I’m not one to pick a fight. Whenever the editor of a newspaper for which I don’t work for comes over to my cubicle screaming obscenities as to why the Internet is jacked up, I look down, blush red in anger, and bite my lip.
Loyal UmpBump readers know that I rarely have a bone to pick with anyone (well, except Jay Mariotti, but who doesn’t?!)
But this morning, as I unfolded the sports section of the Atlanta Journal-Constitution I came across a column by one Furman Bisher, a pundit I’d never heard of in my life. And his column, “Sayonara, baseball tradition” though eloquent, rich in historical facts, embellished with romantic longing for yesteryear, came across as outstandingly ignorant and scandalous.
Now, as I said, I’d never heard of Bisher, so I brushed up on his bio just to know who I was dealing with, and it’s more than evident that he’s an eminence and he’s earned his place among accomplished sports journalists.
But passages like this have finally broken my impression of printed dates preceded by the number 19 as current or modern; and clearly, like Bisher, those dates belong in the 20th century, and not in the opinion pages of any publication:
Well, not any longer. Money can change any habit. Eight springs ago the Mets and Cubs opened the season, not in Cincinnati. Guess where? Tokyo. That Tokyo, the guys who gave us Pearl Harbor. Some people don’t like you to bring that up, trade with Japan is so hot. But I’ve got a long memory. I saw what a few bombs can do to our property.
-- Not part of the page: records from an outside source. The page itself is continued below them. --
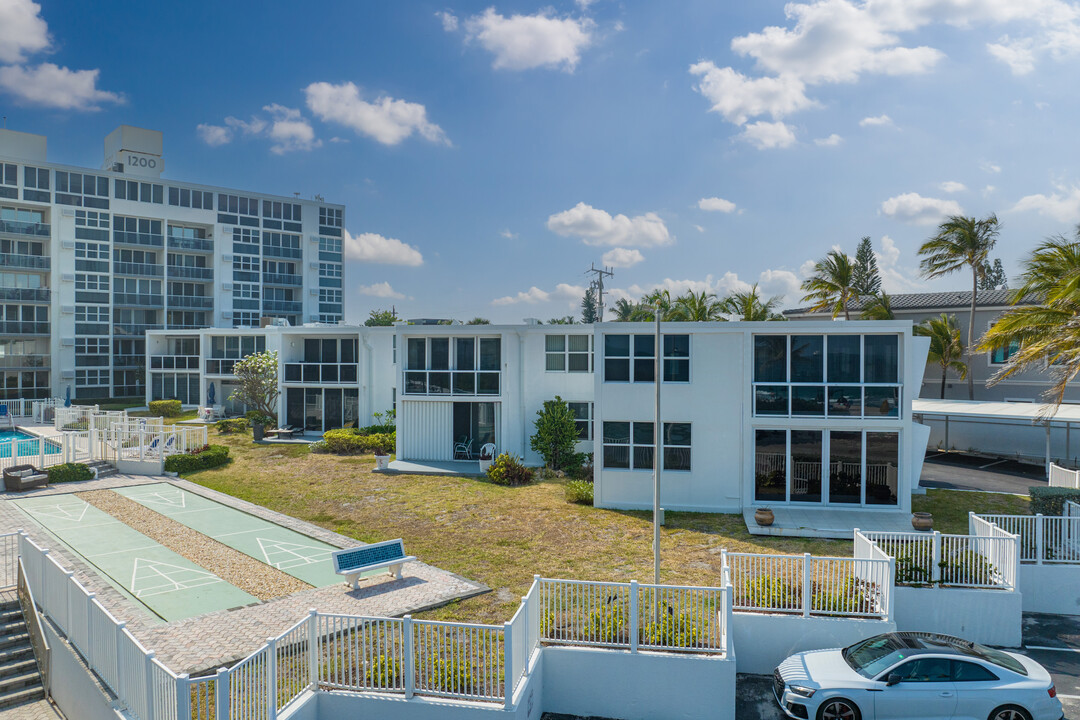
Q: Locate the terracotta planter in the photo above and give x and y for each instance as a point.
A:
(922, 521)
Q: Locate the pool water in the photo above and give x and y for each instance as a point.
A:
(23, 445)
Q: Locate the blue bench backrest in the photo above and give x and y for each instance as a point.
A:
(359, 557)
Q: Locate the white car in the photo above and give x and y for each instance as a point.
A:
(921, 676)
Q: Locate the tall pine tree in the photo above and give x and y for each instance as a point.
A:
(867, 282)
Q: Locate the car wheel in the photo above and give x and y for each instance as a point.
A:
(1010, 712)
(838, 708)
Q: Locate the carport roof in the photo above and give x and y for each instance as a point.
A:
(994, 410)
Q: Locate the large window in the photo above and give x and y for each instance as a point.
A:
(836, 376)
(632, 445)
(453, 366)
(838, 466)
(632, 357)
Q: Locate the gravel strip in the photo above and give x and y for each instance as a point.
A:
(258, 579)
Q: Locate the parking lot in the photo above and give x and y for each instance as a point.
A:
(1051, 640)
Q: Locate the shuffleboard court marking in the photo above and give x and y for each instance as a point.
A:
(153, 578)
(291, 555)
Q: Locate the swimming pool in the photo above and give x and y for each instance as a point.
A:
(23, 444)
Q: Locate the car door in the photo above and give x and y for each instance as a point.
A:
(926, 691)
(977, 690)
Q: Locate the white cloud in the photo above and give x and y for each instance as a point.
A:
(289, 130)
(380, 290)
(373, 247)
(1063, 205)
(768, 135)
(449, 21)
(876, 121)
(738, 98)
(53, 86)
(387, 120)
(214, 135)
(596, 227)
(913, 207)
(621, 257)
(522, 42)
(23, 31)
(716, 205)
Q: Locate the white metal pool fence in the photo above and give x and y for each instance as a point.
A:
(396, 655)
(809, 585)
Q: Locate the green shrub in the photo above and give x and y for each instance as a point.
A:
(1051, 501)
(579, 491)
(165, 408)
(508, 470)
(233, 425)
(204, 458)
(70, 472)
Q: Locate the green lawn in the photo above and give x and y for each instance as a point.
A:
(500, 537)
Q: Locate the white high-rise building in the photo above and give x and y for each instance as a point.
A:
(91, 259)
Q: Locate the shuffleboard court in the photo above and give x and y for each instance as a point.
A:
(291, 552)
(171, 586)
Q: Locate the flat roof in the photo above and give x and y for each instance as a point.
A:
(994, 410)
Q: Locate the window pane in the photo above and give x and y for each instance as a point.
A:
(808, 399)
(881, 358)
(844, 358)
(882, 402)
(882, 451)
(807, 357)
(806, 465)
(770, 464)
(770, 399)
(845, 401)
(770, 358)
(845, 466)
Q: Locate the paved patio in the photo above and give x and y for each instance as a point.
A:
(205, 642)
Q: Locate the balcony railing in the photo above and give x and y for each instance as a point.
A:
(197, 244)
(174, 362)
(190, 301)
(25, 294)
(17, 228)
(291, 307)
(321, 372)
(190, 272)
(24, 261)
(142, 239)
(16, 327)
(142, 269)
(282, 279)
(137, 299)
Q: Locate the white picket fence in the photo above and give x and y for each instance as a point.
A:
(405, 656)
(975, 560)
(1062, 477)
(809, 585)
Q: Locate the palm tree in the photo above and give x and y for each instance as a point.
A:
(833, 284)
(699, 307)
(961, 242)
(1045, 334)
(945, 345)
(750, 306)
(878, 307)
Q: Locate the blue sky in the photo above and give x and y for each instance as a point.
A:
(488, 153)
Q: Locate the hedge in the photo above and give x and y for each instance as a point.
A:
(1051, 501)
(165, 408)
(70, 472)
(210, 456)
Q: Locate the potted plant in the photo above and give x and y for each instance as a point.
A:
(922, 521)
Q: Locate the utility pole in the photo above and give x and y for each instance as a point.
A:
(599, 273)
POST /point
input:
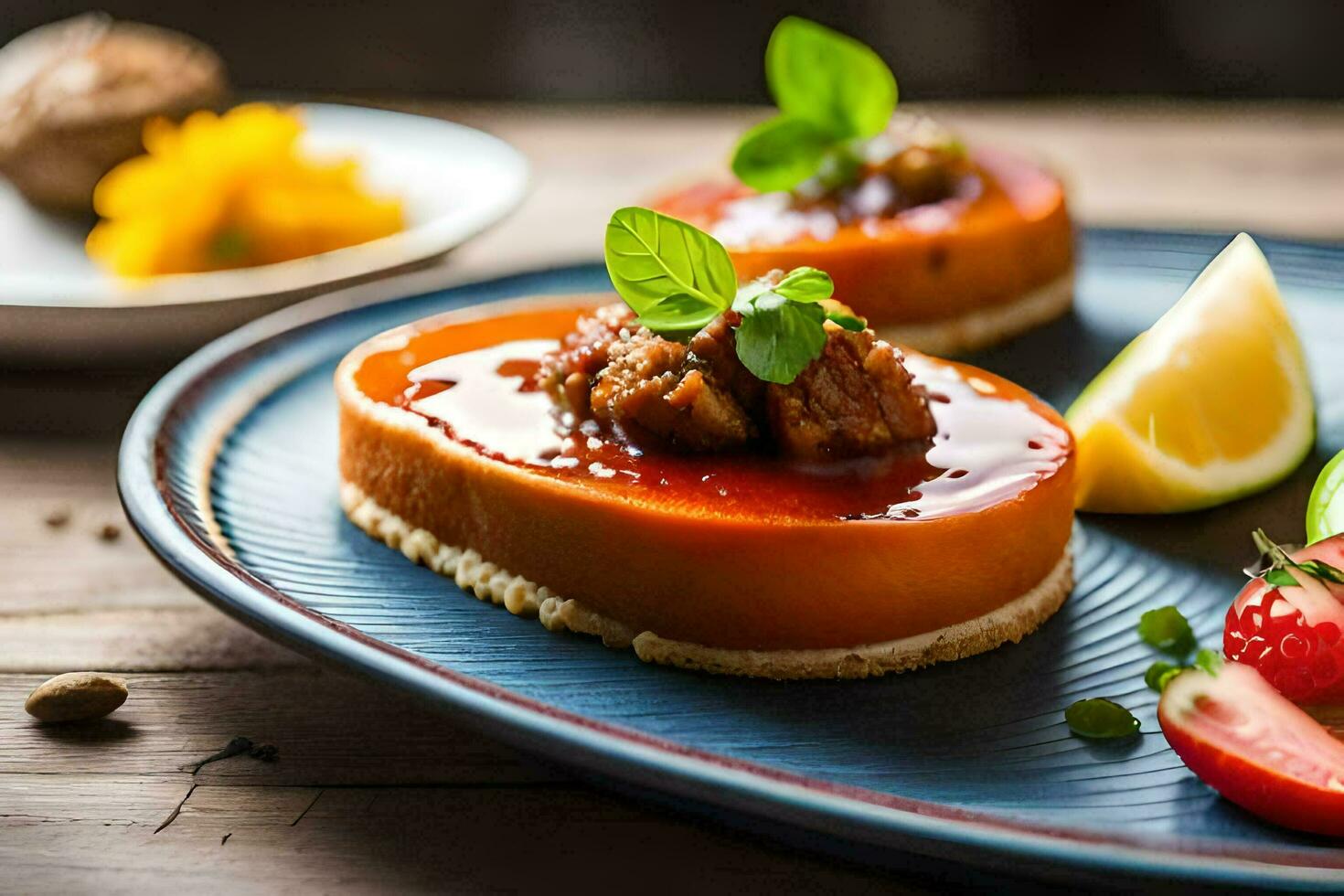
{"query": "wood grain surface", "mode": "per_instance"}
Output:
(371, 792)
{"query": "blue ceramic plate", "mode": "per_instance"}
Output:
(229, 472)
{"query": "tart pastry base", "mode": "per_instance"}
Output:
(484, 579)
(987, 325)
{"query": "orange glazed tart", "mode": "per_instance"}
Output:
(874, 512)
(941, 249)
(989, 255)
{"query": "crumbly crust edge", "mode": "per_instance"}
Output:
(986, 326)
(520, 597)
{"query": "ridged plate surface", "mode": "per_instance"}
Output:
(229, 470)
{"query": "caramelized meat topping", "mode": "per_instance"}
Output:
(655, 387)
(857, 400)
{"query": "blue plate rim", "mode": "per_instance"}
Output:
(869, 817)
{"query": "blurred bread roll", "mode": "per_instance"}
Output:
(76, 94)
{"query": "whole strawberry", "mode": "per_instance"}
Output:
(1287, 623)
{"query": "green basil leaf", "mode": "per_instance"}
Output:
(1157, 675)
(1101, 719)
(679, 315)
(805, 285)
(1281, 578)
(780, 154)
(1321, 571)
(828, 78)
(651, 257)
(1167, 630)
(777, 338)
(847, 321)
(1209, 660)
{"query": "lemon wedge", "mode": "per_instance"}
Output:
(1210, 404)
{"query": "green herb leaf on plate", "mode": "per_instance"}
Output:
(652, 257)
(1209, 660)
(1326, 507)
(1100, 719)
(1321, 571)
(828, 80)
(780, 154)
(1167, 630)
(777, 338)
(679, 315)
(847, 321)
(832, 93)
(1160, 673)
(1275, 564)
(805, 285)
(1281, 578)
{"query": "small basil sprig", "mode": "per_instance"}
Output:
(1100, 719)
(1275, 564)
(1167, 630)
(832, 91)
(677, 278)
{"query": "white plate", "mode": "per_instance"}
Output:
(58, 308)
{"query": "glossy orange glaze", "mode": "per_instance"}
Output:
(734, 552)
(1006, 232)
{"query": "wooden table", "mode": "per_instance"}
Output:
(372, 792)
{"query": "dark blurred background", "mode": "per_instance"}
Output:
(694, 50)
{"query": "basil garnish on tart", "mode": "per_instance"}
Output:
(677, 278)
(832, 93)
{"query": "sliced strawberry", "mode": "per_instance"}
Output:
(1254, 747)
(1293, 635)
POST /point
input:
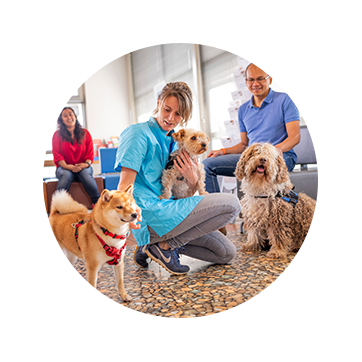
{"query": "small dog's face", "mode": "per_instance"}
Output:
(119, 205)
(194, 142)
(262, 162)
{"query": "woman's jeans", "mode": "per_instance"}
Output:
(85, 176)
(225, 166)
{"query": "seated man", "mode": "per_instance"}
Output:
(268, 117)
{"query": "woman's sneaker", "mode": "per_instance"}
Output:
(168, 259)
(140, 257)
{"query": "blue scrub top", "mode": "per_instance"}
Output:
(267, 123)
(145, 148)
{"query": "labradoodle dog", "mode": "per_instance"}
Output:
(272, 213)
(194, 143)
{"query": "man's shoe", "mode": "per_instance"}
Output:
(140, 257)
(168, 259)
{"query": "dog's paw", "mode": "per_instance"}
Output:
(275, 254)
(250, 248)
(126, 298)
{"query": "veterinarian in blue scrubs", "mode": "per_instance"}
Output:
(170, 227)
(268, 117)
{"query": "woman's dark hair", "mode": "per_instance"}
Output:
(78, 131)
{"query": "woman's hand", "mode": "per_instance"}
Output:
(82, 165)
(133, 225)
(214, 154)
(188, 168)
(74, 168)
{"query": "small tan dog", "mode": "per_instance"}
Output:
(272, 213)
(98, 237)
(194, 143)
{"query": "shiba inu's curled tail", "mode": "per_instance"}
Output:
(63, 203)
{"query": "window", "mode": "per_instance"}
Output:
(56, 61)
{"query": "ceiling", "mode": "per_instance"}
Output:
(90, 42)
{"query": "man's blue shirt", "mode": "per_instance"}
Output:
(267, 123)
(145, 148)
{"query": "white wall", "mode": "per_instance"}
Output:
(107, 97)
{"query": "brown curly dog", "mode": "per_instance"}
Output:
(272, 214)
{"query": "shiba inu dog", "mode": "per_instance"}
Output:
(98, 237)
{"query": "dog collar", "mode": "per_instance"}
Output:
(114, 236)
(291, 198)
(110, 250)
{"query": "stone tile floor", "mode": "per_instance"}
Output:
(206, 289)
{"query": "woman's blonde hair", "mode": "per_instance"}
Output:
(183, 93)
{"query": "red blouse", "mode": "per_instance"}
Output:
(72, 154)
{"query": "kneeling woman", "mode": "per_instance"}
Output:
(169, 227)
(73, 154)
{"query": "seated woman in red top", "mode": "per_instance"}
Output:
(73, 154)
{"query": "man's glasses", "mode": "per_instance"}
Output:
(259, 80)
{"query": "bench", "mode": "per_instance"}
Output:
(305, 179)
(107, 158)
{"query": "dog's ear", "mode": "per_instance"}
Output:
(282, 173)
(178, 136)
(106, 195)
(244, 158)
(129, 189)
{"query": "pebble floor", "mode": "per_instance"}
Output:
(206, 289)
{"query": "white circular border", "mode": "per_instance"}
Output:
(216, 315)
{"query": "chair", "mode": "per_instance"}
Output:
(107, 158)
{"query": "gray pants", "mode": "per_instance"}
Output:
(199, 234)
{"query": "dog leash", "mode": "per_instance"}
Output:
(110, 250)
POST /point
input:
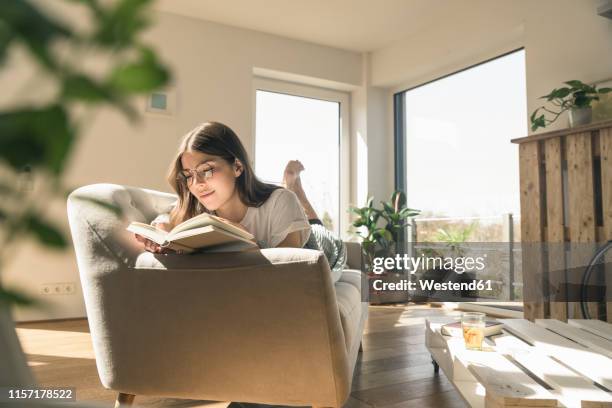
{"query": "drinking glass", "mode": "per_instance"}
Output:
(473, 324)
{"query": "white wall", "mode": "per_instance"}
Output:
(563, 39)
(213, 66)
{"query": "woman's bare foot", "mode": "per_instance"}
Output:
(291, 176)
(293, 182)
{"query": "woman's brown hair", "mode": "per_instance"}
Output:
(216, 139)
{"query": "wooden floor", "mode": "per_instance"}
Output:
(394, 370)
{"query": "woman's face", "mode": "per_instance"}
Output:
(220, 187)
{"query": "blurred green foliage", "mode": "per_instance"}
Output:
(380, 229)
(36, 140)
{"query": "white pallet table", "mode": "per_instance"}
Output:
(581, 359)
(520, 368)
(587, 339)
(597, 327)
(573, 389)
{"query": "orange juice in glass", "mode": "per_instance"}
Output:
(473, 324)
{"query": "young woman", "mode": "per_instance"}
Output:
(212, 173)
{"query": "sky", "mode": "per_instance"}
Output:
(297, 128)
(460, 161)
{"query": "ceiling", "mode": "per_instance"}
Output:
(356, 25)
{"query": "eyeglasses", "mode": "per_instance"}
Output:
(202, 173)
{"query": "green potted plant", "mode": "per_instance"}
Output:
(576, 98)
(447, 242)
(380, 231)
(37, 139)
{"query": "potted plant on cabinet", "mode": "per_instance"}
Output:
(576, 98)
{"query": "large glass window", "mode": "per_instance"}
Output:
(295, 127)
(455, 159)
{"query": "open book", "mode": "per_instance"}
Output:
(201, 231)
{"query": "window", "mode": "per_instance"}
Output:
(454, 158)
(294, 122)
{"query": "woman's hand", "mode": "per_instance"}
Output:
(152, 246)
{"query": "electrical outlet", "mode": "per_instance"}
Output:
(57, 288)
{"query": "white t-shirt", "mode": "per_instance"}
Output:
(276, 218)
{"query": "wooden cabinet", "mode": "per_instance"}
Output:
(566, 213)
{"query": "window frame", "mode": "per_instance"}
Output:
(325, 94)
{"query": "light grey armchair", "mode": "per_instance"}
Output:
(265, 326)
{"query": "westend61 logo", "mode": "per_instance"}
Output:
(458, 264)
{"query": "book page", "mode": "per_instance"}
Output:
(204, 220)
(148, 231)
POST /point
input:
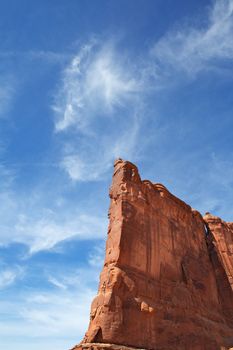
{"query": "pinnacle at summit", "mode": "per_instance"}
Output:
(167, 279)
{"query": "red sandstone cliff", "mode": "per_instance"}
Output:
(168, 273)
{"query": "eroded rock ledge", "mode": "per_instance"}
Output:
(168, 273)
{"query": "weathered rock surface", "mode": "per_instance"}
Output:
(168, 273)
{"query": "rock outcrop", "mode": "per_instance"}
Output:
(168, 273)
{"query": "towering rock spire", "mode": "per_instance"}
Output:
(167, 275)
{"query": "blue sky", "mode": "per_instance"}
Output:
(82, 83)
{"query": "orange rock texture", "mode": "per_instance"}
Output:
(167, 278)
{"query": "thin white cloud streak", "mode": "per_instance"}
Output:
(45, 232)
(101, 101)
(98, 106)
(29, 219)
(8, 276)
(96, 76)
(58, 312)
(193, 50)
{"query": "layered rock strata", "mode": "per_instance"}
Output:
(168, 273)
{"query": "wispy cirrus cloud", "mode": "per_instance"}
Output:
(194, 49)
(103, 94)
(98, 106)
(8, 276)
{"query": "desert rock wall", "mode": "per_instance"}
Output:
(167, 276)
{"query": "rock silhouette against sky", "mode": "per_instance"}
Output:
(167, 276)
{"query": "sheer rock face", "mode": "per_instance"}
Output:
(167, 277)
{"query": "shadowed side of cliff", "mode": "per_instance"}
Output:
(167, 277)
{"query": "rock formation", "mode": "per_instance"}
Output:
(168, 273)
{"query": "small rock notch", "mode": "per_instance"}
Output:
(166, 283)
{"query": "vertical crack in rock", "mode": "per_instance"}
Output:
(168, 273)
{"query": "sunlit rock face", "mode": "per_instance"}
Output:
(168, 273)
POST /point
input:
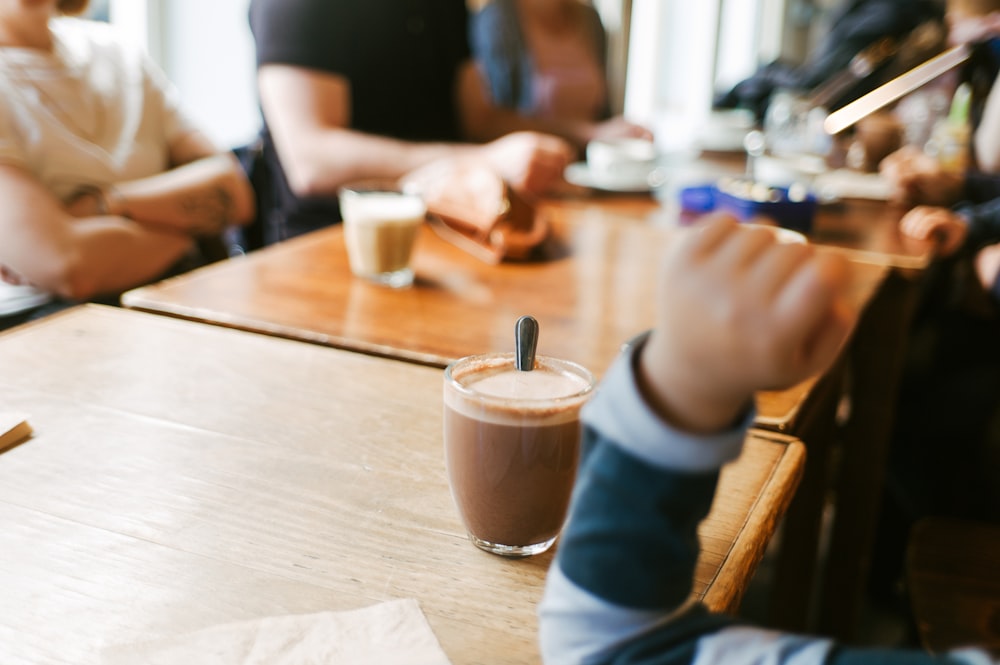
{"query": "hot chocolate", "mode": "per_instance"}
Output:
(512, 448)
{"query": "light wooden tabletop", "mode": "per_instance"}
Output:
(594, 291)
(183, 475)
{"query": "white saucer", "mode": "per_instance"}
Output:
(16, 298)
(580, 174)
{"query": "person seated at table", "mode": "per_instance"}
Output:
(375, 89)
(917, 178)
(736, 312)
(105, 184)
(545, 58)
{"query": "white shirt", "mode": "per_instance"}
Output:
(94, 111)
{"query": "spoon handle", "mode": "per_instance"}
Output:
(525, 341)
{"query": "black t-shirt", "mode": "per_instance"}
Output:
(401, 58)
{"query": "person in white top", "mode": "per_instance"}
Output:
(105, 183)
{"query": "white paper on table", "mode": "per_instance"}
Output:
(16, 298)
(391, 632)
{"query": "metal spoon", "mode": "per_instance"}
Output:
(525, 341)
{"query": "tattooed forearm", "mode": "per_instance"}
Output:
(208, 212)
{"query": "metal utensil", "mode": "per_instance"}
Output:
(525, 341)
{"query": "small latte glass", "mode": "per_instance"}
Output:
(512, 446)
(381, 223)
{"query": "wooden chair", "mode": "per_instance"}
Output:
(953, 573)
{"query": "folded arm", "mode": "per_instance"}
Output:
(203, 192)
(77, 258)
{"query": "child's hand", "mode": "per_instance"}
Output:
(933, 223)
(738, 312)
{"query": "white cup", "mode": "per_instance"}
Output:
(624, 159)
(381, 223)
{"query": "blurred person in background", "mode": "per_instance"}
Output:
(105, 184)
(548, 59)
(376, 89)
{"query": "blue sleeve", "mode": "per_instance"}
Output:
(619, 588)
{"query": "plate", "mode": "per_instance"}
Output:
(580, 174)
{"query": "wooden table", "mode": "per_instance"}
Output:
(184, 475)
(594, 291)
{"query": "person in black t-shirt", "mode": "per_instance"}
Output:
(353, 90)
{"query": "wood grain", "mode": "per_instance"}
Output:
(184, 475)
(594, 291)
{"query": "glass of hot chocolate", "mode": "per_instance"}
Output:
(512, 444)
(381, 222)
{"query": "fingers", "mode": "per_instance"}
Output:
(812, 314)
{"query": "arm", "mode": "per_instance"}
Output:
(309, 119)
(206, 191)
(77, 258)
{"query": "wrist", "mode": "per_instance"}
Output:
(113, 202)
(682, 397)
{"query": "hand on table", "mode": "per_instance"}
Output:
(916, 178)
(530, 162)
(739, 312)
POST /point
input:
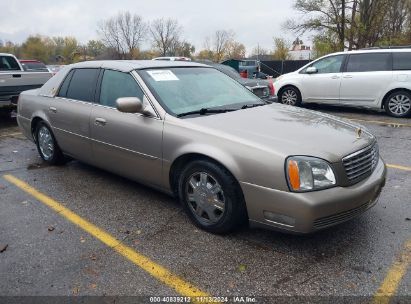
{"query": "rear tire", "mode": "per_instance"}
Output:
(47, 145)
(398, 104)
(211, 197)
(290, 96)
Oh, well, ‘scuse me. It’s just tough to get away from it when you turn on your TV in the morning there are the Boston Red Sox playing the Oakland A’s in the Tokyo Dome. Not only that, but the Red Sox pitcher is Daisuke Matsuzaka, who didn’t grow up in Wampole.
I have no problem with Furman waxing nostalgic about Red Stockings and how every season was opened in Cincinnati; yes, tradition is something we all long for and have a hard time breaking off. But when you go from Cubs-Mets in Tokyo, to the Japanese bombing Pearl Harbor, to Daisuke and Opening Day ’08, it’s time to ignore the senile old man and let him sit in his chair, drinking his sweet tea.
Except, of course, he’s not sitting idly reminiscing on his better days. He’s in the opinion pages of both a major daily and its website!
Bah, who am I kidding. This is the AJC, and this is Georgia, where it’s still illegal to buy beer on Sunday. Too bad old man Bisher doesn’t realize that, much like him, some traditions, for better or worse, will simply not go away.